Una de estas situaciones ocurrió hace exactamente 75 años, en La Plata, cuando Estudiantes derrotó a Lanús (ver foto del equipo) por 8-0 y –seguramente- porque el partido no terminó.
Es que corrían 23 minutos del segundo tiempo cuando el capitán de Lanús, Edmundo Piaggio, le pidió al árbitro Lorenzo Martínez que diera por finalizado el encuentro, ante esa enorme diferencia imposible de remontar.
El juez hizo caso de la solicitud y, después de consultar con el capitán estudiantil, decidió ponerle fin al encuentro.

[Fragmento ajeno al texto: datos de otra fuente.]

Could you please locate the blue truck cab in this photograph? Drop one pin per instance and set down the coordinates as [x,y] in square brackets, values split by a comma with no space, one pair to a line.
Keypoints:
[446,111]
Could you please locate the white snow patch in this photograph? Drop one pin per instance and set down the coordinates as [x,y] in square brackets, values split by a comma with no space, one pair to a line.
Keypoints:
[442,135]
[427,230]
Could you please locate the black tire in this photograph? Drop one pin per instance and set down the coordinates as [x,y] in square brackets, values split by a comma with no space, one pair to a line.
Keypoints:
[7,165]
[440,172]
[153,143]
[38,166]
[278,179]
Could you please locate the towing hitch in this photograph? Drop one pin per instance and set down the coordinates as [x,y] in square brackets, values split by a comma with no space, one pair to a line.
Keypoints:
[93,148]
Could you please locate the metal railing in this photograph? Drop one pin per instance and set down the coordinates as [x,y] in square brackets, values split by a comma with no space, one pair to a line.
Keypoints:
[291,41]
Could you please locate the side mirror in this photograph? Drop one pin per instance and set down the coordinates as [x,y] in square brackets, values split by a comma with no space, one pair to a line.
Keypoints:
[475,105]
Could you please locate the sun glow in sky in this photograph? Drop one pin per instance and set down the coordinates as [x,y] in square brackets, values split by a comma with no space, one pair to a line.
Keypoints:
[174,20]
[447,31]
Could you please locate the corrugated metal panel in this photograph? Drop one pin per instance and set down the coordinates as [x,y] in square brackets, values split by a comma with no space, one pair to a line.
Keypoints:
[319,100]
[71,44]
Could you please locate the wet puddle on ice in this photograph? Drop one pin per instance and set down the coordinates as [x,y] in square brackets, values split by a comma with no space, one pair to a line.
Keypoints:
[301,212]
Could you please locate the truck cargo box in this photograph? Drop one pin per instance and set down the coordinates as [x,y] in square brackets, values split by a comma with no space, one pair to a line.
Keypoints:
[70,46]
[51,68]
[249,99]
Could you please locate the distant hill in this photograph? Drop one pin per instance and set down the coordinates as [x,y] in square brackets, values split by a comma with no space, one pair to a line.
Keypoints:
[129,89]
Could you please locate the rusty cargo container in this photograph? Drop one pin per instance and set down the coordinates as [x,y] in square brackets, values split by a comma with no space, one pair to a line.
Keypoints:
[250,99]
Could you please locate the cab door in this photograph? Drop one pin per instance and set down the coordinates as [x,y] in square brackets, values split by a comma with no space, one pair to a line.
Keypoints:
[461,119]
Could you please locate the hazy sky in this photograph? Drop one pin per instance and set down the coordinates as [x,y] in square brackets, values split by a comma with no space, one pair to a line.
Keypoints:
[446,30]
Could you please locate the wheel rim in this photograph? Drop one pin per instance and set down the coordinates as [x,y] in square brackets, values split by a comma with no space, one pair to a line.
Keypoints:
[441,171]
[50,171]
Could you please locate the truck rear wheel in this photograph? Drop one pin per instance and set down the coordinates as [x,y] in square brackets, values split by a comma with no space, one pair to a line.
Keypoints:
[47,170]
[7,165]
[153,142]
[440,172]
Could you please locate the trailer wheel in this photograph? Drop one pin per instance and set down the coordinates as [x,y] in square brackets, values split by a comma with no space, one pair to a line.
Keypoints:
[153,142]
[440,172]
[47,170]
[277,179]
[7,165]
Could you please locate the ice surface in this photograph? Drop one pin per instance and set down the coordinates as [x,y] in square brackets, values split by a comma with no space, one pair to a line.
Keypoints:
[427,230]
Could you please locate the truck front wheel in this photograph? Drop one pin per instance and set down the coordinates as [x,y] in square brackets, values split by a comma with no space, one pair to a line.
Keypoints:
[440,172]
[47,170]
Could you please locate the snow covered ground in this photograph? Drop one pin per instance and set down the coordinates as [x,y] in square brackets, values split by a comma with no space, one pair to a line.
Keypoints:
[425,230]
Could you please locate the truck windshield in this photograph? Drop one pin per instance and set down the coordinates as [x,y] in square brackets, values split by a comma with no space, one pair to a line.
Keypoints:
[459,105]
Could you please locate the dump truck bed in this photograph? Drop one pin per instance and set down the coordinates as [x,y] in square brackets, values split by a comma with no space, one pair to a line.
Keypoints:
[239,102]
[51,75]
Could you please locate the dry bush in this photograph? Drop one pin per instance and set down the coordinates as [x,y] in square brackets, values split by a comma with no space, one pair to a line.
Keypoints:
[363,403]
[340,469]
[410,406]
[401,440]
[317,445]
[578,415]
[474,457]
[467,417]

El domingo pasado, se dio otra de las históricas goleadas del fútbol argentino, pero con la diferencia sustancial de que el telón se bajó cuando el reloj del árbitro Gabriel Favale marcó los noventa minutos y moneda del tiempo reglamentario.
Otro de los contrastes se encuentra a la hora de repasar las campañas de los equipos en cuestión. La goleada del domingo se dio entre dos candidatos a pelear el título, con apenas cinco puntos de ventaja en favor del ganador de ese partido.
El encuentro disputado el 30 de agosto de 1931, en cambio, tuvo como protagonistas a dos equipos con campañas muy distintas: Estudiantes de La Plata finalizó ese torneo –el primero del profesionalismo- en la tercera posición (Boca fue el campeón) y tuvo el mayor potencial ofensivo del campeonato, además del máximo artillero (Alberto Zozaya, con 33 goles); mientras que Lanús terminó penúltimo, con la mayor cantidad de tantos en contra junto a Atlanta, que cerró la tabla de posiciones.
Además, por estos días muy pocos hinchas “granates” recordarán aquella triste tarde platense, algo muy distinto a lo que les sucede a los “cuervos”, que aún saborean la amargura de caer humillado ante el rival menos pensado.